A pair of resilient bodies, 40a and 40b, are each disposed on the ends of a respective vibration absorbing rod, 50a and 50b, with a common base plate 70 secured to the opposite ends, as shown in FIG. 3.
Again referring to FIG. 2, the pair of resilient bodies, 40a and 40b, and vibration absorbing rods, 50a and 50b, are inserted into respective oval cavities 60a and 60b. Whereupon, the butt plate 80 is secured over base plate 70 to complete the structure of the shock absorbing racket.

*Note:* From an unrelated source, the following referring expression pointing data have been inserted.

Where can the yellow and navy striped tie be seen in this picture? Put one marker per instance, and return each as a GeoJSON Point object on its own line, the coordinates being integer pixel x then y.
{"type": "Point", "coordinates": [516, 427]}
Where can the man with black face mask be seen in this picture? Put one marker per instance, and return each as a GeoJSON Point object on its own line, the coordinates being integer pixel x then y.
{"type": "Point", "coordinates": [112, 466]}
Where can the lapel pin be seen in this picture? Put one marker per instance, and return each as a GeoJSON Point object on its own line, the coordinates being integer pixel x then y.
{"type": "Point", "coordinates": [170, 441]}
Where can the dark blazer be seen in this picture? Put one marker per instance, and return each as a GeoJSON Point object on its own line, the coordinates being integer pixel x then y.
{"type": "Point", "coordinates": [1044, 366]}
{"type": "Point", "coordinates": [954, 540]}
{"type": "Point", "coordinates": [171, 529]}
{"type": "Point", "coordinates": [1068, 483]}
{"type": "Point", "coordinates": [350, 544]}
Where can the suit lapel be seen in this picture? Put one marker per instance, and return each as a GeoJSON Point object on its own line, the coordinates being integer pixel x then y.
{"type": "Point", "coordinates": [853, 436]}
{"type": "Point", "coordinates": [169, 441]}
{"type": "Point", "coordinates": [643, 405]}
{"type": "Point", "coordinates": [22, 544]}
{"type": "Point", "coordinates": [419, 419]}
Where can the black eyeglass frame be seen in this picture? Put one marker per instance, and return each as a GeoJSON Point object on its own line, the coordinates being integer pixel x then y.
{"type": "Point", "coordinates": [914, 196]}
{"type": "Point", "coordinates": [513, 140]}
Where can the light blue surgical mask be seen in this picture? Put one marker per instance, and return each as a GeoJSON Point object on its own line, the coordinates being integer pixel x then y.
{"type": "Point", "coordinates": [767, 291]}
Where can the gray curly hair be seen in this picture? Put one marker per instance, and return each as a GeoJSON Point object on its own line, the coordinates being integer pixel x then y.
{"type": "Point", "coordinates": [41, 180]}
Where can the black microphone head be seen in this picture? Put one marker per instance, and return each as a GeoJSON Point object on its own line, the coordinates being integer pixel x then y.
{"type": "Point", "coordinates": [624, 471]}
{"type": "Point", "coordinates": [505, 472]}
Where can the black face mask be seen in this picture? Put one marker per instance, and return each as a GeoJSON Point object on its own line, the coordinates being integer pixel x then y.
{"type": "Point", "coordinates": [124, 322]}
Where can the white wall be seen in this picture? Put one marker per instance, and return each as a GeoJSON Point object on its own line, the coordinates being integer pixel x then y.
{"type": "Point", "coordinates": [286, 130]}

The pair of resilient bodies, 40a and 40b, are in intimate contact with the walls on one side of respective oval cavities, 60a and 60b. Stresses caused by shock impulses from the head frame affect displacements of the walls of the oval cavities, 60a and 60b, which the resilient bodies, 40a and 40b, supported by vibration absorbing rods, 50a and 50b, resist. 40b, supported by respective absorbing rods, 50a and 50b, resist.
Shock energy imparted to the resilient bodies, 40a and 40b, is partly absorbed by hysteresis losses within the material of the bodies themselves, and partly converted to vibrational energy in the vibration absorbing rods, 50a and 50b.
With the aid of a plurality of irregular shaped perforations 51 formed along the lengths of both vibration absorbing rods 50a and 50b, vibrations are greatly attenuated before reaching the outer handle structure.
As is readily apparent from the above discussion, the present invention provides for a shock absorbing racquet structure which suffers little in weight penalty and does not affect the structure or performance of the head frame.